菜園レッスン 育てて、学んで、生活に活かす

当協会理事

木村正典

今回は、「挿し木」の原理と方法を学びます。
ミントやラベンダーなど夏の暑さにも強いハーブを、
挿し木から育ててみましょう。

挿し木のメカニズム

植物には「全能性」といって、1つの細胞から元の植物体に復元する能力があります。細胞培養できる最良の環境を作ることができれば、植物のどの部分を用いても繁殖可能です。しかし、簡単に挿し木をして殖やそうという場合は根や芽の出やすい部分を「挿し穂」として用いる必要があります。

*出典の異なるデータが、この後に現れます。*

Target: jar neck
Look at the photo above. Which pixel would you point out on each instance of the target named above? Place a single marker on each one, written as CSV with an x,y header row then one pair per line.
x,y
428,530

植物は、根、茎、葉の3つの器官からできています。根も葉も茎から出ます。従って、茎を挿すことが挿し木を成功させるポイントになります。根や葉は茎の節から出やすいので、節を有効利用します。節とは葉のつけ根の部分で、この節から葉の他にも、茎(新芽、枝)や巻きひげ、花(果実)、根などが出ます。繁殖力のとても旺盛な植物は、茎の切り口からでも途中からでも根を出しますが、一般には節から根や茎が出やすいので、節を意識して挿し木をします。

挿し木の方法

1. ポリポットやセルトレーに無肥料の赤玉土をつめ、たっぷり灌水する。鉢受けなどで水がたまらないようにする。

2. 茎を10cm程度ハサミで切り、下から1/2程、葉を切り落とす。この際、節を最低でも2つ以上残す。1つが土の中に入って根を出すように、もう1つが地上に出て側枝(茎)を出すようにする。挿し穂の先端を切り、側枝が出やすいようにする。大きな葉は切って1cm程度にする。

3. 夏場はすぐに水に挿すなどして吸水させ、挿し穂がしおれないように気をつける。

4. 土に割り箸などで穴をあけて挿し穂を挿す。
5. 直射日光や風が当たらないようにして、水分の蒸散を防ぐ。鉢受けなどで水がたまらないようにしながら毎日灌水し、ポットの下から根が出てきたら植え替える。1ヵ月くらい時間のかかるものもある。

挿し木で育ててみよう

ミント 初心者向け
(挿し木成功率約90%)

清涼感のあるペパーミント、甘い香りのスペアミント、りんごの香りで雑草のように広がるアップルミント、アップルミントの斑入りのパイナップルミント、小さい葉で地上を這うように育つ香りの強いペニーロイヤルミントなど、多くの品種があります。いずれのミントも挿し木で簡単に増えますので、初心者向きのハーブです。挿し木にあたっては、葉が大きいので、1cm程度、割合にして1/4~1/5に切ることで蒸散を抑えてしおれを防ぎます。

ラベンダー 中級者向け
(挿し木成功率50%以下)

「ラベンダーの中のラベンダー」ともいうべきイングリッシュ系ラベンダーは、北海道ではよく育ちますが、梅雨と梅雨明け後の猛暑のある内地は少し苦手です。一方、穂の先端にリボンのついているのが特徴のフレンチ系ラベンダーは暑さに強く、内地でも育てやすい種類です。挿し木はミントほど簡単ではありません。茎の先端は緑色で木化していません。ちょうど木化し終えたあたりの葉のよく出ている部分を選んで挿し穂にしましょう。

当協会理事
木村正典 きむらまさのり
(株)グリーン・ワイズ。博士(農学)。ハーブの栽培や精油分泌組織の観察に長く携わると共に、都市での園芸の役割について研究。著書に『有機栽培もOK! プランター菜園のすべて』(NHK 出版)など多数。